Multi-cancer early detection utilizing blood-based genomics: Single-institution case series of novel cancer screening

Somya Khare¹Jason C Burton¹Francis De Asis²Saron Mekonnen²Mason Stewart- Mclellan²Diana Potts²Tiffani Howard³Nima Nabavizadeh^1*

• ¹Department of Radiation Medicine, Oregon Health and Science University, Portland, United States
• ²Cancer Early Detection Advanced Research Center, Knight Cancer Institute, Oregon Health and Science University, Portland, United States
• ³Community Outreach and Engagement, Knight Cancer Institute, Oregon Health and Science University, Portland, United States

Cancer screening continues to be a major challenge, with reliable tests only being available for very few cancers. Multi-cancer early detection (MCED) genomic tests are being developed that allow for blood-based screening of multiple cancers simultaneously. The PATHFINDER study was a multi-institution prospective cohort study in healthy participants over the age of 50 years (no cancer history, or history of treated cancer > 3 years prior), investigating the feasibility of the Galleri (GRAIL, LLC) cfDNA methylation MCED blood test.

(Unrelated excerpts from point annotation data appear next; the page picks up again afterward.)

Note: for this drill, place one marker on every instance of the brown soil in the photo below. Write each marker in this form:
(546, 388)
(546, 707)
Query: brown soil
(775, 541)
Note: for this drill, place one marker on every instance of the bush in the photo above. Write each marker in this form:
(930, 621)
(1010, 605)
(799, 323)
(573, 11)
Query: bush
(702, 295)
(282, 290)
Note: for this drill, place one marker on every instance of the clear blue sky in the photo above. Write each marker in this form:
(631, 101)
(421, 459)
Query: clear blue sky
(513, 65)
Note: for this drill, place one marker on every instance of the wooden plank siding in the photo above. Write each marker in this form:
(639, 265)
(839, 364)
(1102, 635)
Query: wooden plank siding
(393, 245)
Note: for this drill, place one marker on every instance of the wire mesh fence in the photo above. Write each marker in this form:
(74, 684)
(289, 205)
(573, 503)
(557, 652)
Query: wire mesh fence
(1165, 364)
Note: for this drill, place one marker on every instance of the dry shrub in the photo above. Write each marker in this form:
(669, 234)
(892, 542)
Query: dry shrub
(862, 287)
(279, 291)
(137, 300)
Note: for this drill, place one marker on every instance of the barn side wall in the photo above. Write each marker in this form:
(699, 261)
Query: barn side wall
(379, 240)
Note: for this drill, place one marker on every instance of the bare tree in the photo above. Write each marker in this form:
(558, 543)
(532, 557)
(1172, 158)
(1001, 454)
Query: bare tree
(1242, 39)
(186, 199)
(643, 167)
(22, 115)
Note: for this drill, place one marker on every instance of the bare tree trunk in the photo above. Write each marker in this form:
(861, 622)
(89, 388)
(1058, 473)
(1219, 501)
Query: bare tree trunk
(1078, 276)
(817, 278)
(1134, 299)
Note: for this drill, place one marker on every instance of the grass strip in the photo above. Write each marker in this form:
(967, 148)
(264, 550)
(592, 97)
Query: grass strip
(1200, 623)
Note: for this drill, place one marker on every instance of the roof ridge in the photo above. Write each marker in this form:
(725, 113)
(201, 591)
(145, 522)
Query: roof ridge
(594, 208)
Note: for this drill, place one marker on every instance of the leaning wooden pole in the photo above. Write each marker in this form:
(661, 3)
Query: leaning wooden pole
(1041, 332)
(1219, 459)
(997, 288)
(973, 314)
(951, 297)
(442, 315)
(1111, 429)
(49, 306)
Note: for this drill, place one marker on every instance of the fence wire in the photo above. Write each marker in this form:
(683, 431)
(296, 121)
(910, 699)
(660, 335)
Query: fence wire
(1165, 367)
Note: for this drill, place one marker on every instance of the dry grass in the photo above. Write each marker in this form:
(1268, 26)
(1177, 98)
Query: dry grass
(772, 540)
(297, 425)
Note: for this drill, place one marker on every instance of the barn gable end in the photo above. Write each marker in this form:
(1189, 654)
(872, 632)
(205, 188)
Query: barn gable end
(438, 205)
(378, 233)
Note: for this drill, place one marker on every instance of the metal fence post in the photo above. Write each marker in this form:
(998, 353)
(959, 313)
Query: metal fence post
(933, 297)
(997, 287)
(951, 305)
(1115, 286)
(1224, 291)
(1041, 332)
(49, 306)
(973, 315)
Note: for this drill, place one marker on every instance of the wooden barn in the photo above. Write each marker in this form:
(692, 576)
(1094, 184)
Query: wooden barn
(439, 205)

For participants in which the Galleri MCED test revealed methylation signatures indicative of cancer, predicted cancer signal origins were provided to the clinicians to assist with further diagnostic workup. Our institution was the highest accruing site nationally. Here, we describe our institutional test performance and provide informative case vignettes.Under IRB approval, a retrospective chart review of participants enrolled in the PATHFINDER study was performed. Cancer risk factors, outcomes of tests and studies performed due to MCED signal positive, time to diagnostic resolution, and treatment outcomes were obtained from chart-review.From January 2020 to December 2020, our institution enrolled 1735 participants (26% of total study enrollment), 27 of which returned a signal positive for cancer suspicion (1.6%), and ultimately 12 diagnosed cancers (true positives) for a positive predictive value of 44%. Four of 12 were recurrent cancers in participants more than three years from cancer therapy. There were 15 signal positives without cancer diagnoses (false positives), with one patient receiving extensive work-up for possible uterus, breast or lung cancer origin. Six of 15 false positive results correlated to monoclonal B-cell lymphocytosis (chronic lymphocytic leukemia precursor). During the course of 12-month follow-up for signal negatives, 19 additional participants were diagnosed with a cancer (sensitivity: 39%, specificity: 99.1%).Our institutional experience demonstrates the feasibility of MCED testing. Additional prospective randomized clinical trials are needed before widespread adoption.The information and data included in this manuscript was previously presented as a poster (e612 Poster Q&A Sessions) at the 2024 American Society for Radiation Oncology Annual Meeting.